Starting in 2019, NASA will begin using laser communications technology to "enable greater return of science data from space."
The reason is laser is more bandwidth-friendly than classic radio for data delivery, plus it's more secure, NASA says in a newly released explainer of its plans.
Laser signals from space will be much harder to hack than old-school radio because the signal is more concentrated, the agency says on its website. Plus, the higher frequencies provide more bandwidth — important for space data crunching. And laser equipment is lighter, allowing for longer missions, among other benefits.
“Laser beams, which are forms of light waves, expand at a much lower rate than the radio frequency waves that traditionally transport space data,” NASA’s Exploration and Space Communications arm says. “They, therefore, cover less surface area” and are thus harder to intercept.
NASA has started testing satellite payload for its project. The Laser Communications Relay Demonstration (LCRD) will pump data back to Earth at 10 to 100 times faster rates than existing radio, it says. That’s a nine-week data-send time from Mars rather than the current radio-based nine years — its estimate for a Google-style map of the entire planet surface.
The challenges of laser communications
Laser is not as easy as radio, though, NASA explains. That’s partly because the Earth’s rotation, coupled with the amount of time it takes data to reach the ground station from the spacecraft — albeit faster than radio — means tricky timing calculations are needed to determine where the narrower laser needs to hit. Traditional radio simply needs a data dump, from space, in the vicinity of the ground receiver, whereas laser needs to be continually connected during the transmission.

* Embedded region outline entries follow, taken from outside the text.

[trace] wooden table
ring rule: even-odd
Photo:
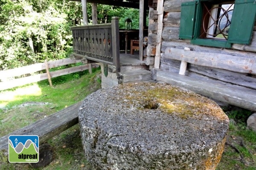
[[[138,33],[138,36],[139,37],[139,30],[138,29],[131,29],[131,30],[119,30],[119,32],[122,34],[123,34],[125,35],[125,54],[127,54],[127,50],[128,48],[128,41],[129,40],[129,34],[134,34],[136,33]]]

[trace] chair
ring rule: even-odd
[[[131,40],[131,54],[133,55],[134,50],[140,49],[140,41],[138,40]]]

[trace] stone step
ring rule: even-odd
[[[148,70],[148,66],[145,64],[139,64],[136,65],[128,65],[121,66],[121,72],[137,70]]]
[[[137,82],[151,79],[151,71],[145,70],[132,70],[117,74],[119,83]]]

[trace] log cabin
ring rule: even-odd
[[[74,55],[102,63],[102,88],[156,80],[256,110],[255,0],[87,2],[140,9],[137,54],[119,50],[118,17],[111,24],[71,28]]]

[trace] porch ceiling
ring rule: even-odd
[[[70,0],[71,1],[81,2],[81,0]],[[87,0],[87,3],[108,5],[123,7],[140,8],[140,0]],[[148,4],[148,0],[144,0],[144,4]]]

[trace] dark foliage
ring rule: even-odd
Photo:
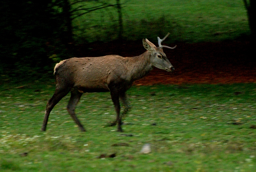
[[[58,6],[60,2],[1,1],[2,75],[36,75],[38,72],[52,70],[55,60],[70,57],[64,17],[61,7]]]

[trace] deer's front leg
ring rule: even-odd
[[[122,122],[121,118],[120,116],[120,102],[119,102],[119,93],[116,89],[112,89],[111,90],[110,94],[111,95],[111,99],[114,103],[115,106],[115,110],[116,113],[116,120],[117,121],[117,131],[122,132],[122,129],[121,127],[121,123]]]

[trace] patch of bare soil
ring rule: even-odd
[[[109,54],[132,57],[145,51],[142,41],[94,43],[87,45],[86,48],[83,47],[78,47],[79,54],[77,57]],[[250,43],[246,41],[177,43],[175,49],[164,49],[175,68],[174,72],[168,72],[155,68],[148,75],[134,84],[256,83],[256,61],[250,58],[252,56],[249,52],[250,48]]]

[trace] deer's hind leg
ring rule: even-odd
[[[67,93],[69,93],[70,90],[70,89],[57,89],[55,90],[55,92],[53,94],[53,95],[47,102],[46,109],[45,110],[45,113],[44,114],[44,118],[43,125],[41,128],[41,131],[44,132],[46,130],[47,123],[51,111],[52,111],[52,109],[53,109],[53,107],[54,107],[55,105],[56,105],[62,98],[65,97]]]
[[[75,113],[76,106],[80,100],[82,94],[82,93],[79,92],[77,89],[74,89],[71,90],[71,95],[67,104],[67,109],[74,121],[75,121],[76,123],[78,126],[80,131],[81,132],[85,132],[86,131],[84,126],[81,123]]]
[[[129,103],[127,101],[127,97],[125,92],[124,92],[120,93],[119,97],[123,106],[125,107],[125,109],[121,115],[121,118],[123,118],[124,115],[127,114],[131,109],[131,106],[129,106]]]

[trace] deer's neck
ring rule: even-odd
[[[153,69],[150,55],[149,52],[147,51],[138,56],[129,58],[130,63],[127,71],[131,80],[134,81],[142,78]]]

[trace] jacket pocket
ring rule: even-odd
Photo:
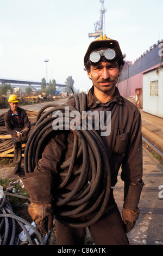
[[[125,152],[128,144],[129,132],[118,135],[113,150],[114,154],[125,156]]]

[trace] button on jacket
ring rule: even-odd
[[[139,185],[142,177],[142,149],[141,118],[139,109],[132,103],[120,96],[117,87],[110,100],[102,103],[93,97],[93,86],[87,95],[86,111],[111,111],[111,130],[107,136],[101,138],[107,150],[111,172],[111,186],[115,186],[121,166],[121,178],[130,185]],[[75,106],[74,97],[67,104]],[[95,121],[96,122],[96,121]],[[97,130],[101,133],[101,130]],[[26,175],[23,181],[25,188],[30,193],[31,202],[51,203],[53,189],[62,181],[58,178],[59,166],[71,156],[73,144],[72,132],[59,131],[52,138],[45,147],[42,158],[34,172]],[[78,162],[74,169],[82,163]],[[76,179],[70,181],[66,189],[71,190]]]

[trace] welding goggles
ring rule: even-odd
[[[90,54],[90,60],[91,62],[96,63],[99,62],[102,56],[104,56],[106,59],[110,61],[115,57],[116,53],[114,50],[110,48],[106,50],[93,51]]]

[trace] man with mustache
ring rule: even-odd
[[[85,69],[93,83],[86,96],[86,110],[98,111],[99,115],[101,111],[111,112],[110,133],[101,138],[109,160],[111,188],[102,216],[89,227],[95,245],[128,245],[126,233],[134,228],[140,213],[137,205],[143,186],[141,120],[136,106],[121,96],[116,86],[124,64],[124,58],[117,41],[105,35],[90,44],[84,59]],[[70,98],[67,103],[76,106],[74,97]],[[96,118],[93,121],[95,124]],[[101,134],[100,129],[97,132]],[[29,212],[43,233],[47,233],[53,225],[55,207],[53,194],[54,180],[59,184],[57,174],[60,171],[57,165],[61,161],[63,152],[66,160],[68,159],[66,158],[67,156],[71,156],[72,135],[72,133],[68,135],[67,143],[65,143],[64,132],[57,138],[52,138],[38,166],[33,174],[27,174],[24,181],[32,203]],[[121,166],[121,177],[124,182],[123,221],[112,189],[117,183]],[[54,176],[54,180],[51,178],[52,174]],[[76,183],[74,180],[73,186]],[[65,189],[70,189],[70,187]],[[87,219],[93,218],[97,213],[95,210],[93,214],[87,216]],[[84,244],[85,228],[69,227],[57,218],[55,224],[58,245]]]

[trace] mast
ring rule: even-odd
[[[96,38],[101,34],[103,35],[103,25],[105,25],[105,13],[106,11],[106,10],[104,8],[104,1],[100,0],[100,3],[102,3],[102,5],[99,21],[96,21],[94,23],[95,32],[89,33],[89,37],[95,37],[95,38]]]

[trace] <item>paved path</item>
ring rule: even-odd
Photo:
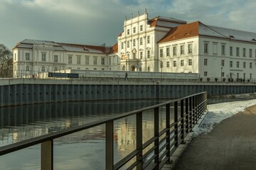
[[[256,106],[194,137],[174,169],[256,169]]]

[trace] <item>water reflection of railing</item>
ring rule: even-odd
[[[171,106],[174,106],[174,118],[171,118]],[[100,125],[105,125],[105,167],[106,169],[118,169],[130,163],[127,169],[161,169],[170,161],[170,157],[183,142],[186,135],[193,128],[207,105],[207,94],[202,92],[145,108],[125,113],[113,118],[89,123],[60,132],[48,134],[16,144],[0,147],[0,155],[4,155],[37,144],[41,144],[41,169],[53,168],[53,140]],[[159,108],[166,108],[166,127],[159,129]],[[179,108],[179,109],[178,109]],[[143,141],[143,115],[154,110],[154,135],[146,141]],[[114,163],[114,121],[130,115],[136,117],[136,149],[127,156]]]

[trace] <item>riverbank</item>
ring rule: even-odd
[[[225,115],[230,110],[230,118],[224,119],[210,132],[198,133],[178,159],[175,170],[178,169],[255,169],[256,162],[256,100],[247,103],[235,102],[215,104],[208,106],[222,110],[219,115]],[[231,102],[232,103],[232,102]],[[247,106],[233,115],[233,106],[242,109],[240,105]],[[214,111],[214,110],[213,110]],[[207,115],[208,117],[209,115]],[[212,118],[211,121],[209,121]],[[206,118],[201,126],[207,130],[207,123],[215,118]],[[200,131],[200,130],[199,130]],[[203,131],[201,131],[203,132]]]

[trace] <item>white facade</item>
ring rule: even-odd
[[[159,72],[157,42],[171,28],[186,23],[163,17],[149,20],[146,11],[125,20],[124,31],[117,38],[121,70]]]
[[[146,11],[124,22],[112,47],[25,40],[13,49],[14,75],[65,69],[197,73],[215,81],[256,79],[256,33]]]
[[[25,40],[13,49],[14,76],[67,69],[118,70],[112,48]]]

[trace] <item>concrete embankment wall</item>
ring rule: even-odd
[[[256,91],[250,83],[124,81],[10,79],[0,81],[0,107],[50,102],[180,98]]]

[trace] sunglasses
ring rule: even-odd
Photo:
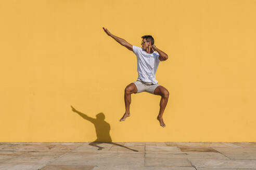
[[[145,42],[149,42],[149,41],[142,41],[142,44],[144,44]]]

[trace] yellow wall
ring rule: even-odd
[[[256,141],[255,1],[6,0],[0,8],[1,141],[94,141],[84,114],[99,113],[101,140]],[[168,54],[156,74],[170,92],[165,128],[156,119],[161,97],[146,92],[132,95],[131,117],[119,122],[136,58],[103,26],[137,46],[151,35]]]

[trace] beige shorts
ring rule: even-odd
[[[147,84],[138,79],[136,81],[133,82],[133,83],[135,84],[137,90],[138,90],[136,93],[146,92],[153,94],[155,89],[160,86],[158,83],[155,84]]]

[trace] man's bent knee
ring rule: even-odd
[[[165,91],[163,93],[162,95],[163,97],[168,98],[169,97],[169,92],[168,91]]]
[[[136,85],[133,83],[132,83],[126,86],[125,89],[124,90],[124,92],[126,94],[136,93],[137,93],[137,91]]]

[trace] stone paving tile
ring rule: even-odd
[[[145,143],[143,142],[127,142],[124,145],[125,146],[142,146],[145,145]]]
[[[187,158],[145,158],[145,166],[190,166]]]
[[[4,163],[0,165],[0,170],[37,170],[46,165],[34,163]]]
[[[256,148],[236,148],[236,149],[215,148],[215,149],[231,159],[256,160]]]
[[[67,152],[76,148],[81,144],[71,144],[55,143],[21,143],[11,145],[9,147],[5,147],[1,150],[17,151],[44,151],[44,152]]]
[[[82,165],[132,165],[142,166],[144,163],[144,158],[132,157],[91,157],[84,153],[68,153],[50,164]]]
[[[11,158],[16,158],[24,153],[23,152],[14,151],[1,151],[0,152],[0,163]]]
[[[152,153],[153,151],[156,152],[181,152],[181,149],[176,146],[170,147],[170,146],[146,146],[146,152],[148,153]]]
[[[220,153],[215,152],[184,152],[182,153],[147,153],[145,154],[145,158],[203,158],[214,159],[229,159],[224,155]]]
[[[156,146],[167,146],[165,142],[158,142],[156,143]]]
[[[187,158],[186,153],[147,153],[145,155],[145,158]]]
[[[112,151],[123,151],[129,152],[144,152],[145,150],[144,146],[129,146],[129,147],[120,147],[113,145],[109,149]]]
[[[233,143],[208,143],[208,142],[180,142],[180,143],[165,143],[167,146],[187,146],[200,147],[215,147],[215,148],[241,148],[241,147]]]
[[[27,152],[4,162],[9,163],[48,163],[65,154],[63,152]]]
[[[145,146],[156,146],[156,143],[154,143],[154,142],[148,142],[148,143],[146,143],[145,144]]]
[[[232,144],[243,148],[256,148],[256,142],[236,142]]]
[[[98,166],[93,170],[196,170],[193,167],[160,167],[160,166]],[[217,170],[217,169],[215,169]]]
[[[203,158],[203,159],[222,159],[228,160],[228,157],[221,153],[219,152],[184,152],[187,153],[187,158],[190,159]]]
[[[70,152],[78,153],[78,152]],[[144,158],[144,153],[79,153],[84,157],[111,157],[111,158]],[[69,154],[69,153],[68,153]]]
[[[189,159],[196,167],[254,168],[256,160],[234,160],[206,159]]]
[[[247,169],[247,168],[198,168],[197,170],[254,170],[256,169]]]
[[[48,165],[41,170],[92,170],[94,166],[69,165]]]

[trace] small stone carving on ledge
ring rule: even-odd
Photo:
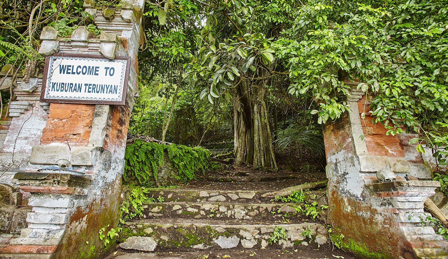
[[[395,182],[396,181],[396,176],[395,173],[391,170],[389,165],[386,167],[380,169],[376,172],[376,178],[380,183],[386,182]]]

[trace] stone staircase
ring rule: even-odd
[[[262,196],[301,181],[277,173],[238,171],[208,176],[179,189],[151,191],[149,196],[163,202],[144,204],[141,219],[125,223],[120,247],[146,251],[317,248],[328,242],[324,223],[296,209],[304,208],[303,203]],[[325,205],[325,191],[306,192],[306,201],[315,200]],[[326,210],[318,211],[324,219]]]

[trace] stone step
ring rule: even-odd
[[[310,243],[322,245],[327,242],[327,229],[314,222],[259,224],[249,221],[241,224],[210,220],[160,219],[126,222],[125,225],[128,227],[119,238],[120,247],[125,249],[154,246],[155,244],[158,250],[186,251],[238,246],[249,249],[270,246],[280,246],[284,249]],[[280,240],[269,244],[270,238],[274,236],[278,237]],[[142,244],[142,242],[147,243]]]
[[[228,202],[151,203],[143,205],[143,218],[261,220],[297,220],[306,208],[303,204],[235,204]],[[317,208],[321,216],[326,211]]]
[[[436,241],[443,240],[444,237],[435,234],[433,235],[409,235],[405,236],[408,241]]]
[[[212,175],[204,176],[199,178],[198,180],[199,181],[215,182],[216,183],[237,183],[241,182],[276,182],[276,181],[284,181],[285,180],[292,180],[297,178],[297,177],[292,175],[260,176],[259,175],[252,175],[250,174],[248,174],[247,175],[241,176],[231,175],[223,177]]]
[[[60,238],[17,238],[9,241],[11,245],[40,245],[42,246],[56,246],[60,242]]]
[[[262,195],[272,190],[150,190],[148,197],[155,199],[160,197],[165,202],[233,202],[241,203],[270,202],[271,198],[262,197]],[[319,203],[327,203],[325,190],[304,191],[305,200],[311,203],[319,199]],[[320,199],[319,199],[320,198]],[[319,205],[320,205],[319,204]]]
[[[432,227],[401,227],[403,233],[406,235],[433,235],[435,234]]]
[[[248,202],[261,200],[264,191],[164,190],[149,191],[148,196],[163,197],[165,202]]]
[[[422,257],[443,255],[445,258],[448,258],[448,242],[446,243],[444,247],[414,248],[414,250],[417,256]]]

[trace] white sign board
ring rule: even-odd
[[[45,59],[40,100],[124,104],[130,58],[58,53]]]

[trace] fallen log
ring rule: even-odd
[[[219,162],[220,163],[224,164],[224,165],[232,165],[233,163],[233,159],[231,158],[230,159],[223,160],[222,159],[212,157],[211,161],[213,162]]]
[[[276,196],[289,196],[295,191],[302,191],[304,190],[312,190],[318,188],[322,188],[327,186],[328,183],[328,179],[314,182],[314,183],[306,183],[295,186],[291,186],[288,188],[282,189],[277,191],[273,191],[272,192],[267,192],[262,195],[262,197],[275,197]]]
[[[142,135],[137,135],[135,136],[129,134],[128,134],[128,139],[126,140],[126,145],[134,144],[135,142],[135,140],[140,140],[146,142],[154,142],[159,144],[162,144],[162,140],[156,140],[154,138]],[[165,142],[164,143],[165,145],[171,145],[172,143]]]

The agency intends to employ a special locking, pointing mechanism. The idea is that a pre-scheduled passing craft’s telescope picks up a finder-signal sent from the ground station. That allows the transmitter to lock on. Mirrors in the spacecraft’s laser modulator are driven by sensors, and they send the beam.
Using the LCRD, NASA is aiming for a 1.24 Gigabits per second, geosynchronous-to-ground optical link with two ground stations. The first flight, run by NASA's Goddard Space Flight Center in Greenbelt, Maryland, is expected to take place next year. The LCRD's 2019 experiment “will beam laser signals almost 25,000 miles from a ground station in California to a satellite in geostationary orbit, then relay that signal to another ground station,” NASA said on its website.
Other applications for laser-based data transmission
Other organizations, such as Google-owner Alphabet’s subsidiary X, have expressed interest in using laser-based carriers but terrestrially. X, for example, is setting up as an ISP that — instead of using wireless and cables — places Free Space Optical Communications (FSOC) laser-containing boxes within line of sight every few miles.
Work has been wide-reaching and includes network development. One thrust has been in how to send the data over the difficult distances using low overheads and with no loss. I’ve written about the Disruption or Delay Tolerant Networking that’s being used, recently. The protocol is supposed to guarantee delivery when traffic gets kiboshed. Clouds can be an issue, for example. That networking idea could have uses in land-based internet, too — it works by storing data at nodes rather than at the originating transmitter.
“Testing laser communications in geostationary orbit, as LCRD will do, has practical applications for data transfer on Earth,” NASA says. In fact, X says its FSOC land ISP project is in part inspired by balloon-to-balloon internet FSOC tests in the stratosphere.